Em contraste, quando usado como parte da combinação antirretroviral tripla e houve inibição bem-sucedida da replicação viral para <50 cópias/ml, a resposta viral foi mantida em 50% dos pacientes até 48 semanas (7, 8, 9, 10). No entanto, novamente quando o controle virológico é perdido, a resistência à Nevirapina surge rapidamente em 50-100% dos pacientes (11). Não está claro se essas mutações se desenvolveram ou não durante a supressão inicial da replicação da carga viral ou durante o rebote da viremia com falha.

Dada a farmacocinética de Nevirapina em mulheres grávidas e lactentes, foi levantada a preocupação de que mãe e filho seriam expostos à monoterapia de Nevirapina por um a vários dias e que a seleção de mutantes resistentes poderia surgir limitando essa estratégia a longo prazo. De fato, uma subanálise recente da coorte HIVNET 012 encontrou mutações resistentes à Nevirapina em 21/111 (19%) das mulheres testadas 6-8 semanas após o parto. O K103N foi a mutação mais comum. As mulheres com a carga viral basal mais alta desenvolveram as mutações com mais frequência. Mutações resistentes à nevirapina também foram detectadas em 11/24 ou (46%) das crianças infectadas com 6-8 semanas. Em contraste com as mães, o Y181C foi o mais comumente detectado.

Da mesma forma, a mutação de resistência K103N foi detectada 6 semanas após a administração de Nevirapina em 3/15 (20%) mulheres no ensaio HIVNET006 fase I/II. Este tinha o mesmo esquema de dosagem de Nevirapina que o HIVNET012 (12).

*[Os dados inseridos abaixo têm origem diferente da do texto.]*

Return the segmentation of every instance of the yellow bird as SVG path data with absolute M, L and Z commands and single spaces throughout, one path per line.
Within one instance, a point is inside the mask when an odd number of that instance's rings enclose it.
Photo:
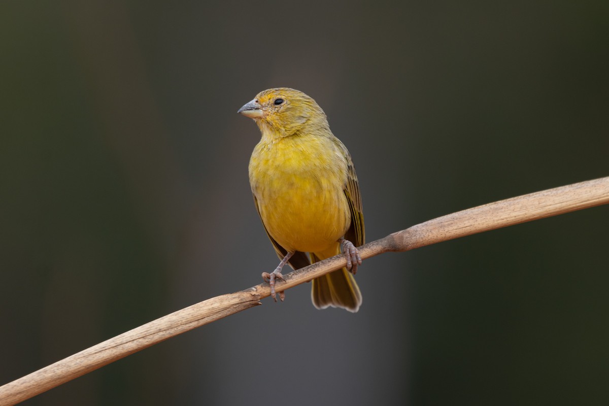
M 238 113 L 253 119 L 262 133 L 250 160 L 250 184 L 281 259 L 267 274 L 272 296 L 286 263 L 302 268 L 340 254 L 342 246 L 347 268 L 314 279 L 311 299 L 317 309 L 357 312 L 362 295 L 352 273 L 362 263 L 356 247 L 364 244 L 364 214 L 349 152 L 332 134 L 322 108 L 298 90 L 265 90 Z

Novas informações foram disponibilizadas com base em dados recentes de vigilância pós-comercialização, esclarecendo os fatores de risco para hepatotoxicidade grave com risco de vida e fatal com nevirapina. Mulheres com contagens de CD4 > 250 célulasmm3 no início da terapia, incluindo mulheres grávidas recebendo tratamento crônico para infecção por HIV, apresentam risco consideravelmente maior (12 vezes) de hepatotoxicidade, que em alguns casos foi fatal. O maior risco de eventos hepáticos graves e potencialmente fatais ocorre nas primeiras 6 semanas de tratamento. No entanto, o risco continua após esse período e os pacientes devem ser monitorados de perto durante as primeiras 18 semanas de terapia. Por esse motivo, mulheres com CD4 > 250/mm3 não serão incluídas no Objetivo 1 deste estudo.

Hipótese

A resistência à nevirapina se desenvolveu em mulheres e bebês nas coortes HIVNET 006 e 012 como consequência do uso de um agente com t½ longo como monoterapia em indivíduos com altas cargas virais.

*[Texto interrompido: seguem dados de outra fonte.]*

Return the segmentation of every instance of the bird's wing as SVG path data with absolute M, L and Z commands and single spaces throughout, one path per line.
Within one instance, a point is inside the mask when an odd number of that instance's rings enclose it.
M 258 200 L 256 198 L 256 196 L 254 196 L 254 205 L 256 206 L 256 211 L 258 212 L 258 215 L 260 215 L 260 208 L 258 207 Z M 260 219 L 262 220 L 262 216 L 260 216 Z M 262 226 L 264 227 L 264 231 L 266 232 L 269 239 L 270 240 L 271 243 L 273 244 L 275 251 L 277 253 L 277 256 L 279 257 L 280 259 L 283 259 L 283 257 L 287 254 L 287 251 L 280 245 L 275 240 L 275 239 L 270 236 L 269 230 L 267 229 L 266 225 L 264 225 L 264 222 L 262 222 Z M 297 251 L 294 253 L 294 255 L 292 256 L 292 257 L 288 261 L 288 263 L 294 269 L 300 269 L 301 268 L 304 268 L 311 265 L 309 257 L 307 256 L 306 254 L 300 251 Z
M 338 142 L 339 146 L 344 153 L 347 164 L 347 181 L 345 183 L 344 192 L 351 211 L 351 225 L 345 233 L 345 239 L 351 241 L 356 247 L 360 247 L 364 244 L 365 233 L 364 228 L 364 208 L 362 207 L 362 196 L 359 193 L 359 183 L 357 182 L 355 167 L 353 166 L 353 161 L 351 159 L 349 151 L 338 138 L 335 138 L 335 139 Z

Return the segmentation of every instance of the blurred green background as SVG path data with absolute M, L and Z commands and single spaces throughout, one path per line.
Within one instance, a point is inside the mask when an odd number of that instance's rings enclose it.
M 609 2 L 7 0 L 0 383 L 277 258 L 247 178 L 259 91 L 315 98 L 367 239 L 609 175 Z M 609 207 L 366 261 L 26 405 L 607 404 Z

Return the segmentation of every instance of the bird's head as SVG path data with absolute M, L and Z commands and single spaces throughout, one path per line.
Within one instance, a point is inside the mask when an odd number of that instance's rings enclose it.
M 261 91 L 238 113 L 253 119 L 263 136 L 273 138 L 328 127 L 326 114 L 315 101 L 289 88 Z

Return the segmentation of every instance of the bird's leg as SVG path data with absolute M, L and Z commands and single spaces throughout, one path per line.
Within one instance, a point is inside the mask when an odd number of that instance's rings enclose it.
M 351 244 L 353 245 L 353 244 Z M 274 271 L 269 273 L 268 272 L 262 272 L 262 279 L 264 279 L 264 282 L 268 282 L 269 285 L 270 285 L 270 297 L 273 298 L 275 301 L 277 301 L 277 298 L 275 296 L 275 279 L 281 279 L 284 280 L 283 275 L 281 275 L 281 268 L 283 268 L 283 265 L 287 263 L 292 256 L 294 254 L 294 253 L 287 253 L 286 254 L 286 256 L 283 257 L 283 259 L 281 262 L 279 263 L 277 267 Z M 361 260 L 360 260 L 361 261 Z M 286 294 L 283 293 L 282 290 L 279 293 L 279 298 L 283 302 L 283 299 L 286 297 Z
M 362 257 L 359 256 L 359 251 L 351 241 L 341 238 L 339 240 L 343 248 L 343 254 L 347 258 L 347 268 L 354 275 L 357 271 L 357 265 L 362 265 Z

Objetivo 1 Demonstrar que a resistência à Nevirapina não se desenvolve em pacientes infectados pelo HIV quando usados ​​como parte da terapia de combinação antirretroviral tripla entre o início do tratamento e a supressão do RNA do HIV para <1.000 cópias/ml.

Objetivo 2 Demonstrar que a resistência à nevirapina não se desenvolve quando os pacientes com supressão do RNA do HIV descontinuam a terapia antirretroviral combinada que contém nevirapina.